Cartas de los obispos Última hora

Aquí estoy, envíame

Queridos hermanos en el Señor:

Os deseo gracia y paz.

Un aspecto imprescindible de la acción evangelizadora es la misión «ad gentes», la misión universal de la Iglesia, como destacaba el Concilio Vaticano II: «La gracia de la renovación en las comunidades no puede crecer si no dilata cada una de ellas los campos de la caridad hasta los confines de la tierra y no tiene de los que están lejos una preocupación semejante a la que siente por los propios miembros» (Ad Gentes, 37).

Para continuar avanzando en el itinerario misionero, destacamos algunas ideas del Mensaje del Santo Padre Francisco para la «Jornada Mundial de las Misiones 2020»:

* «En este año, marcado por los sufrimientos y desafíos causados ​​por la pandemia del COVID-19, este camino misionero de toda la Iglesia continúa a la luz de la palabra que encontramos en el relato de la vocación del profeta Isaías: “Aquí estoy, mándame” (Is 6,8).

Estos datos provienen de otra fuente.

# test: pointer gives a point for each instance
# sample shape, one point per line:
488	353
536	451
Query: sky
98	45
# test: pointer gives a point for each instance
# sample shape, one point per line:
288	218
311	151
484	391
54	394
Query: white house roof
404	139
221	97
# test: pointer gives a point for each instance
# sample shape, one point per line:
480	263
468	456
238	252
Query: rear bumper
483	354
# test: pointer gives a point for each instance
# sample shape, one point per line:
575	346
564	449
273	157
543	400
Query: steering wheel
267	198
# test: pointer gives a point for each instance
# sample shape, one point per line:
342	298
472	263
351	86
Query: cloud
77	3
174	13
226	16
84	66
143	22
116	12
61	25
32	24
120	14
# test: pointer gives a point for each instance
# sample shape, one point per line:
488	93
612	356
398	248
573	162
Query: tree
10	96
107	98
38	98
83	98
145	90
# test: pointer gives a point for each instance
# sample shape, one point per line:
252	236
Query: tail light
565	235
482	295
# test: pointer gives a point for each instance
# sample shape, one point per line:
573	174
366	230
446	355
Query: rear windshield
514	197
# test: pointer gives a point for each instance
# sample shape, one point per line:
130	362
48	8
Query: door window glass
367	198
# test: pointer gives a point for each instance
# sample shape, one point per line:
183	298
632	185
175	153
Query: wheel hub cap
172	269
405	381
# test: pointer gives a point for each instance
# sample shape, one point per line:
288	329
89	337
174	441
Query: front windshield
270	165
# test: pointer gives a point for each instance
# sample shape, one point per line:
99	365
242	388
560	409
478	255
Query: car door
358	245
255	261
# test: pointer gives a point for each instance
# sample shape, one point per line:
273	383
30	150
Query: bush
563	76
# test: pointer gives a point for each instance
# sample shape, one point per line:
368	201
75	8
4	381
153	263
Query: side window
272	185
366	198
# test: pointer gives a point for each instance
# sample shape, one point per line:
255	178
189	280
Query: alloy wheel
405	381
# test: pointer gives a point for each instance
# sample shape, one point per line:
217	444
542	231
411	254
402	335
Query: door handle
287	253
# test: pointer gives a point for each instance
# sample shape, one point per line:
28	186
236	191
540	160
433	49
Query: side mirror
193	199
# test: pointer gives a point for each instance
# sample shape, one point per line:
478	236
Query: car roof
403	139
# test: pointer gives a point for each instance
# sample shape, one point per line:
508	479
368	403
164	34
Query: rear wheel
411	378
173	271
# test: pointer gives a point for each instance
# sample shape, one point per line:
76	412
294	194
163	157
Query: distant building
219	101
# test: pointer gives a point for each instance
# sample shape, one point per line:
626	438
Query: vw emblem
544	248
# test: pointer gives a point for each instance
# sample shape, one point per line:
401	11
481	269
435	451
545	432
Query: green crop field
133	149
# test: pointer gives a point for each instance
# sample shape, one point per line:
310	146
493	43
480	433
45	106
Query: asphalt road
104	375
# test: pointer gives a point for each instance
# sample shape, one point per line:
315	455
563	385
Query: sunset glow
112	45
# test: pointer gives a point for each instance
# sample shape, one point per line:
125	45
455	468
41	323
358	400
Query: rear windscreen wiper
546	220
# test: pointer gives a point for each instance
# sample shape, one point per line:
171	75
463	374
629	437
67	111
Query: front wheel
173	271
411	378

Es la respuesta siempre nueva a la pregunta del Señor: “¿A quién enviaré?” (ibíd.). Esta llamada viene del corazón de Dios, de su misericordia que interpela tanto a la Iglesia como a la humanidad en la actual crisis mundial».

* «La misión, la “Iglesia en salida” no es un programa, una intención que se logra mediante un esfuerzo de voluntad. Es Cristo quien saca a la Iglesia de sí misma. En la misión de anunciar el Evangelio, te mueves porque el Espíritu te empuja y te trae».

* «La misión es una respuesta libre y consciente a la llamada de Dios, pero podemos percibirla sólo cuando vivimos una relación personal de amor con Jesús vivo en su Iglesia. Preguntémonos: ¿Estamos listos para recibir la presencia del Espíritu Santo en nuestra vida, para escuchar la llamada a la misión, tanto en la vía del matrimonio como de la virginidad consagrada o del sacerdocio ordenado, como también en la vida ordinaria de todos los días?».

*  «Comprender lo que Dios nos está diciendo en estos tiempos de pandemia también se convierte en un desafío para la misión de la Iglesia. La enfermedad, el sufrimiento, el miedo, el aislamiento nos interpelan. Nos cuestiona la pobreza de los que mueren solos, de los desahuciados, de los que pierden sus empleos y salarios, de los que no tienen hogar ni comida».

La Jornada Mundial de las Misiones nos impulsa a dar gracias por el generoso testimonio de quienes anuncian el Evangelio en situaciones difíciles, en zonas alejadas, en condiciones precarias, pero con gran fortaleza de ánimo.

Recibid mi cordial saludo y mi bendición.